Benjamin Calitz

Personal information
- Full name: Benjamin Fredeman Calitz
- Born: 6 July 2002 (age 24) Vancouver, British Columbia, Canada
- Batting: Left-handed
- Bowling: Right-arm slow
- Role: Wicket-keeper-batter

International information
- National side: Ireland;
- ODI debut (cap 75): 7 August 2026 v Afghanistan
- Last ODI: 12 August 2026 v Afghanistan
- T20I debut (cap 62): 21 September 2025 v England
- Last T20I: 28 June 2026 v India

Domestic team information
- 2024: Munster Reds
- 2024–2025: Northern Knights
- 2026–present: North West Warriors
- 2026: Dublin Guardians

Career statistics
| Competition | ODI | T20I | FC | LA |
| Matches | 3 | 11 | 2 | 19 |
| Runs scored | 47 | 174 | 67 | 592 |
| Batting average | 15.66 | 19.33 | 22.33 | 37.00 |
| 100s/50s | 0/0 | 0/0 | 0/0 | 1/3 |
| Top score | 27 | 37 | 39* | 104* |
| Catches/stumpings | 0/– | 8/– | 6/0 | 11/1 |
- Source: ESPNcricinfo, 25 September 2026

= Ben Calitz =

Canadian-Irish cricketer (born 2002)

Benjamin Fredeman Calitz (born 6 July 2002) is a Canadian-born Irish cricketer. Calitz played youth cricket in Canada, representing the country in the 2020 Under-19 Cricket World Cup, but moved to Ireland in 2022 and became eligible to play for the Irish team in 2025. He made his Twenty20 International debut for Ireland in September 2025 and was named in Ireland's squad for the 2026 Men's T20 World Cup.

==Early life and career==
Calitz was born in Vancouver where his South African father, also named Ben, worked as a rugby coach. While growing up, he also spent time living in both South Africa and Namibia. Calitz played for Canada's under-19 cricket team, and was in their squad for the 2020 Under-19 Cricket World Cup.

Calitz had his first international contract in Ireland as an eighteen-year-old, and after a conversation with Irish international cricketer Mark Adair decided to move to Ireland and seek to play for the Irish team after the three-year qualification period. Beginning in 2022 he played club cricket and then at inter-provincial level played first for the Munster Reds and later for the Northern Knights.

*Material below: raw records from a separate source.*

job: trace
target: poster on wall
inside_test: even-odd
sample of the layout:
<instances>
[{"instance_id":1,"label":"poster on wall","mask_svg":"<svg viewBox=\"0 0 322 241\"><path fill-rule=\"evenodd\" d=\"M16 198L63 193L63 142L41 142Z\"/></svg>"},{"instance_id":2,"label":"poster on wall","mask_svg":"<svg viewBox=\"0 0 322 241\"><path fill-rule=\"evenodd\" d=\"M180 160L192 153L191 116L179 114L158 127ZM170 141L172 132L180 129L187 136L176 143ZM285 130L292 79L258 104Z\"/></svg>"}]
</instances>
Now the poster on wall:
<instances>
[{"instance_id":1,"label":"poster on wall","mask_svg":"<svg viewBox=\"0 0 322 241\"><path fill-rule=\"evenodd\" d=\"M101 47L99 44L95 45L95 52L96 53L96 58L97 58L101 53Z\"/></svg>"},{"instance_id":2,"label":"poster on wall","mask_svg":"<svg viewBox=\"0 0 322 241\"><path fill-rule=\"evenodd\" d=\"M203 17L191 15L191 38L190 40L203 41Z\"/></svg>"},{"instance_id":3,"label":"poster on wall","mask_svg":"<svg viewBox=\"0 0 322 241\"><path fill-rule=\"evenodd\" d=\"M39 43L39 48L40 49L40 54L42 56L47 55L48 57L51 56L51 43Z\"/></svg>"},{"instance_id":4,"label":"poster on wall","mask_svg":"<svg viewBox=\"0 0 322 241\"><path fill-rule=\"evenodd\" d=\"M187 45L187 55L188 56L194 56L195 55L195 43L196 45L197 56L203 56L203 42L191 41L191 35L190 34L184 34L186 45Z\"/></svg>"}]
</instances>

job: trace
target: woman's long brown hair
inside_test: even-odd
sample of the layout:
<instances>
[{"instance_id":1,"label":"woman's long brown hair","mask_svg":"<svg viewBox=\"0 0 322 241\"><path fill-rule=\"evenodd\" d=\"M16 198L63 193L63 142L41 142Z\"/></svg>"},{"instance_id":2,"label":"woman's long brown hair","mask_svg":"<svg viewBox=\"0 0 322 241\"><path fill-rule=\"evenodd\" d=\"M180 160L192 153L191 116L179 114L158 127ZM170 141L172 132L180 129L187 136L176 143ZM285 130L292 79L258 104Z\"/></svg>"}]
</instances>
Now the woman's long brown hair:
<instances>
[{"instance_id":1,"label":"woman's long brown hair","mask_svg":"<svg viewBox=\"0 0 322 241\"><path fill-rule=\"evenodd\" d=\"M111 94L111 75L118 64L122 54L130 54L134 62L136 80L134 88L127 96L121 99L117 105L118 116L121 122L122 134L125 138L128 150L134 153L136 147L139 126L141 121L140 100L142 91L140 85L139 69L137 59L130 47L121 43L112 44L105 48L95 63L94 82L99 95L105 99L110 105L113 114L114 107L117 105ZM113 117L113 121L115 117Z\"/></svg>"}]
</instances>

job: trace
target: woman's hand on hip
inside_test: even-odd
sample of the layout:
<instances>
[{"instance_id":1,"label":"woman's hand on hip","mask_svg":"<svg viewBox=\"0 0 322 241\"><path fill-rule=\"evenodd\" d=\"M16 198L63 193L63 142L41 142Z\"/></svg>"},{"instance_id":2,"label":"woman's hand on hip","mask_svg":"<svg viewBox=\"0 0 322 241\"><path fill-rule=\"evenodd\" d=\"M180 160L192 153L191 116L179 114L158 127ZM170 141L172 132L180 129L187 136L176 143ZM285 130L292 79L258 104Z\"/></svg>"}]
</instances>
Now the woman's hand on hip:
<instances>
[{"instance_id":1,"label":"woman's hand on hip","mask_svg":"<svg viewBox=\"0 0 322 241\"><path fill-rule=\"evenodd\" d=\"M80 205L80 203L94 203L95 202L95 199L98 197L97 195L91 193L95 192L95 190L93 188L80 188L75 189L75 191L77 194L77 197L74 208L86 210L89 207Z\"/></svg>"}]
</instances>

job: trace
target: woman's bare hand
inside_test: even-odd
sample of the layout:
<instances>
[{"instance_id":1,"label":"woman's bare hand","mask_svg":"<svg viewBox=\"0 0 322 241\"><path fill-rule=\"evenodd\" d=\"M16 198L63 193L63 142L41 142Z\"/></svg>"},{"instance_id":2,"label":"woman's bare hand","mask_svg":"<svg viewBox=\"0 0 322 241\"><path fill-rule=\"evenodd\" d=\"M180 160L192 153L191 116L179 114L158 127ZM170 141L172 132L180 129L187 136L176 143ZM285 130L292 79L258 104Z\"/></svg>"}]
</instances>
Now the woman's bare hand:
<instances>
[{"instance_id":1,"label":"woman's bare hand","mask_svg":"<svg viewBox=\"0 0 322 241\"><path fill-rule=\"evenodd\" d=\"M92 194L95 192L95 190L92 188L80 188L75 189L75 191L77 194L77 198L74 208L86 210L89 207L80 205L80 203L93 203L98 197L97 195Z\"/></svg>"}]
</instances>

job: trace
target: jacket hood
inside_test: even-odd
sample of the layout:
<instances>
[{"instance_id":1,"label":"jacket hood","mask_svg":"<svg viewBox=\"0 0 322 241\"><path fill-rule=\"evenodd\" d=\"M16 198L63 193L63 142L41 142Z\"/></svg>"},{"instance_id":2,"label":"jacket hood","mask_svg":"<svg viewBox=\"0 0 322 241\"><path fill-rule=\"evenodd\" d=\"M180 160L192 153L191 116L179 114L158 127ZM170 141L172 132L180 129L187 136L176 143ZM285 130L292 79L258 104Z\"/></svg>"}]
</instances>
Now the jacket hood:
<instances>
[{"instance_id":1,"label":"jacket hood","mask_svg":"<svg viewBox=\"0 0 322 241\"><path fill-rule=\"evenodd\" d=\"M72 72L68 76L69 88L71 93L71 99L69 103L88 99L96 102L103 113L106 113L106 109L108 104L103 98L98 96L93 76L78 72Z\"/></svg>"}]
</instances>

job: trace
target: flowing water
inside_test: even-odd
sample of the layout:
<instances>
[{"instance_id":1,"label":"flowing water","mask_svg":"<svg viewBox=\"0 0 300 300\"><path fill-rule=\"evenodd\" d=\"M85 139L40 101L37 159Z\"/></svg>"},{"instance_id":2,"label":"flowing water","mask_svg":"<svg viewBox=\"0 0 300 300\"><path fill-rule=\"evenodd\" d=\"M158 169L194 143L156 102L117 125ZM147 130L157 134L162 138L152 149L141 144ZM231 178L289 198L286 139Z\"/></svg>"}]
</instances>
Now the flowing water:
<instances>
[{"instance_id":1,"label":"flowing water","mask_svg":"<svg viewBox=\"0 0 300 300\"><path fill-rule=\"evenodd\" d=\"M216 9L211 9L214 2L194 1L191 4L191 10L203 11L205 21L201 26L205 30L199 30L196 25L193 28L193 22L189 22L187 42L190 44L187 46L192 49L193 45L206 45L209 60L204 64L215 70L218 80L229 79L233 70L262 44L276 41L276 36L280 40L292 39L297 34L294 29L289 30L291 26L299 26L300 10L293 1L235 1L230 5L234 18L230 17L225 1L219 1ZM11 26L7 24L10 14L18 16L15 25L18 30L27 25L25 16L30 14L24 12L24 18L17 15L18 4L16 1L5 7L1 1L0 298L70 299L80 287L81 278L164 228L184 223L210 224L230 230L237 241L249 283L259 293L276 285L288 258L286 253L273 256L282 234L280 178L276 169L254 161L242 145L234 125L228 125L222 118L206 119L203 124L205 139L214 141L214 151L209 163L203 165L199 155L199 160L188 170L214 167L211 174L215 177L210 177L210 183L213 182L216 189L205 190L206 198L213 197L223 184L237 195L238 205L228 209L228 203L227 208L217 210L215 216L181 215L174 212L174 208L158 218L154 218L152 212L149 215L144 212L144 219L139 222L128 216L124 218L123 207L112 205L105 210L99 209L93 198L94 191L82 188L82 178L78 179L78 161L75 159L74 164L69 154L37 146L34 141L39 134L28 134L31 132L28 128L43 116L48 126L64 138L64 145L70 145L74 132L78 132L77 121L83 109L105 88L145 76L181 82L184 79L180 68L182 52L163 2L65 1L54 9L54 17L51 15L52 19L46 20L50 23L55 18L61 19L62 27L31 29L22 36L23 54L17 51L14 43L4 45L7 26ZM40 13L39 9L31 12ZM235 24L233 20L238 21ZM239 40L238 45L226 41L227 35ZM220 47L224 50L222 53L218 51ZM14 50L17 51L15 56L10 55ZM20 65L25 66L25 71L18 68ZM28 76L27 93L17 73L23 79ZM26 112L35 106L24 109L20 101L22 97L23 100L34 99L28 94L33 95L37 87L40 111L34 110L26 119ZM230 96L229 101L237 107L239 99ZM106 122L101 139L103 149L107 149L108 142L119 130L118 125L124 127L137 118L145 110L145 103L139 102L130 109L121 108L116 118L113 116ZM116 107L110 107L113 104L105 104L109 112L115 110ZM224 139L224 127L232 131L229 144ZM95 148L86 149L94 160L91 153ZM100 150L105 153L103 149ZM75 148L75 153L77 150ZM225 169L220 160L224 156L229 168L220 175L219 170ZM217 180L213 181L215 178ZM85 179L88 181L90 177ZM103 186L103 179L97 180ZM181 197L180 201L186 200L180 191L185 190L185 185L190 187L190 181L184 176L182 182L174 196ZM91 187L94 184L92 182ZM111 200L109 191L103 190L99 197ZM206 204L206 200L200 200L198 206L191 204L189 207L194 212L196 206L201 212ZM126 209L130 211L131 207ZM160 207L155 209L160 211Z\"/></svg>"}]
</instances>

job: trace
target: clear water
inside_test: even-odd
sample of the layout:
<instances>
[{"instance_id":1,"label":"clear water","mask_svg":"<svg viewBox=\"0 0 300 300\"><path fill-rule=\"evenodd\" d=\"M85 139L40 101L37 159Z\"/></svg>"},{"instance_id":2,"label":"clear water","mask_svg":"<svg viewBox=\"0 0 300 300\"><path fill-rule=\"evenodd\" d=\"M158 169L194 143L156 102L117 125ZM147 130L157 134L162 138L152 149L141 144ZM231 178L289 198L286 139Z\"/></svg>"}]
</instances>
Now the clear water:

Calitz made his Twenty20 debut for the Knights in the 2024 Inter-Provincial Trophy on 8 May 2024, and then made his List A debut in the 2024 Inter-Provincial Cup the next day.

==Playing for Ireland==
Calitz became eligible to play cricket for the Irish cricket team on 1 April 2025, and he was selected to play for the Ireland Wolves, Ireland's second-tier team, in their tour of the United Arab Emirates that same month. He made his first-class debut on this tour against Afghanistan A on 7 April 2025. The morning after playing another match against the Afghanistan team, Calitz was suffering from side pain and went to a hospital in Abu Dhabi, where he had an appendectomy. The recovery from the surgery meant he missed the beginning of the 2025 Irish domestic season.

In September 2025, just five months after becoming eligible to play for Ireland, Calitz earned his maiden call-up for their first-ever T20I series against England. He made his Twenty20 International debut in the third match of the series on 21 September, scoring 22 runs.

Having played only two Twenty20 Internationals for Ireland, Calitz was included in their squad for the 2026 Men's T20 World Cup.